Validation of the haemoglobin colour scale for screening blood donors in Malawi
Background In 2009 Malawi introduced a new protocol to screen potential blood donors for anaemia, using the WHO Haemoglobin Colour Scale (HCS) for initial screening. Published studies of the accuracy of the HCS to screen potential blood donors show varying levels of accuracy and opinion varies whether this is an appropriate screening test. The aim of the study was to assess the validity of the HCS, as a screening test, by comparison to HemoCue in potential blood donors in Malawi.
Study design and methods
This was a blinded prospective study in potential blood donors aged over 18 years, at Malawi Blood Transfusion Service in Blantyre, Malawi. Capillary blood samples were analysed using the HCS and HemoCue, independent of each other. The sensitivity and specificity of correctly identifying ineligible blood donors (Hb≤12g/dL) were calculated.

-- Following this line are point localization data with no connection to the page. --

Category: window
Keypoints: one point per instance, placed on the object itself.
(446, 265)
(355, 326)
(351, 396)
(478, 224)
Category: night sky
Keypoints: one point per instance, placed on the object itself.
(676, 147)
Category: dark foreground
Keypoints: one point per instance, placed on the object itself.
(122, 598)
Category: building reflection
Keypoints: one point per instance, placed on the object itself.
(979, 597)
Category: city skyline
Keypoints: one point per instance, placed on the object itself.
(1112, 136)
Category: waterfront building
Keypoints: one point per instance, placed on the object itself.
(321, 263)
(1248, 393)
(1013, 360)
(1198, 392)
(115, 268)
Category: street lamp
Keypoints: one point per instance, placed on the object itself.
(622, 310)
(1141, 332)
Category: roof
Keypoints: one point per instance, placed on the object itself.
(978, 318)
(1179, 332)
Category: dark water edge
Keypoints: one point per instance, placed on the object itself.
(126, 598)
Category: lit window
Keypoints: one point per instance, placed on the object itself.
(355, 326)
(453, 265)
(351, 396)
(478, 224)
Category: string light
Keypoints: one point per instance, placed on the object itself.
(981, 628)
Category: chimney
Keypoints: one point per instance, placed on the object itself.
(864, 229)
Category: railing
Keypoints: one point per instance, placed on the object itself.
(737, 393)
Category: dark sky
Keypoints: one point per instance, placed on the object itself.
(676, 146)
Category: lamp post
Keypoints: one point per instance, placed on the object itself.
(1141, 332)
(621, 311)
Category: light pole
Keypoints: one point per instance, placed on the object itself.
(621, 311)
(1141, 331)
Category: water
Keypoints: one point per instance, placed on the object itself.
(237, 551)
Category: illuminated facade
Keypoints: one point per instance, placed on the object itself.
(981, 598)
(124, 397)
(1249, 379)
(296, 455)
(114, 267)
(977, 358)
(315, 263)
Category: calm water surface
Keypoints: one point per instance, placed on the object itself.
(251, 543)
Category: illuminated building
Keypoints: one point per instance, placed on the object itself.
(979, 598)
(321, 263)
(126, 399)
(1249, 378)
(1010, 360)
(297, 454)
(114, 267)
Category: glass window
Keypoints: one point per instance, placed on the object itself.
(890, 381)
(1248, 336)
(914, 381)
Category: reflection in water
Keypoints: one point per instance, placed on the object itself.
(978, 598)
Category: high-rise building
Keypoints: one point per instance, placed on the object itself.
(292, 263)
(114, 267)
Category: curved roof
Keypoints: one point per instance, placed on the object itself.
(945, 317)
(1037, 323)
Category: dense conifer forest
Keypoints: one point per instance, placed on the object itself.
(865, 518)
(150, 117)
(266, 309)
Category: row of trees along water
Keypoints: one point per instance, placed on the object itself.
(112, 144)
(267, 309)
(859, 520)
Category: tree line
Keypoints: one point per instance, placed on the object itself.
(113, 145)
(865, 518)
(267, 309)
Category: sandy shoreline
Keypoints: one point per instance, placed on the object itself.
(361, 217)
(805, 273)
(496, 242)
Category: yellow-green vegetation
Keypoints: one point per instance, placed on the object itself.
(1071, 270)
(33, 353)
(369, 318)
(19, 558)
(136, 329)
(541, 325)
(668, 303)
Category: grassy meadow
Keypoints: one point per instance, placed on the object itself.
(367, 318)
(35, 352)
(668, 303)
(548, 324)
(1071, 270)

From 242 participants 234 (96.7%) were correctly allocated and 8 (3.3%), were wrongly allocated on the basis of the Haemoglobin Colour Scale (HCS) compared to HemoCue, all were subjects that were wrongly accepted as donors when their haemoglobin results were ≤12.0g/dL. This gave a sensitivity of 100% and specificity of 96.7% to detect donor eligibilty. The negative predictive value of the HCS was 100% but the positive predictive value to identify ineligible donors on the basis of anaemia was only 20%.
Initial screening with the HCS correctly predicts eligibility for blood donation in the majority of potential blood donors at considerable cost saving compared with use of HemoCue as the first line anaemia screening test, however, by this method a small number of anaemic patients were allowed to donate blood.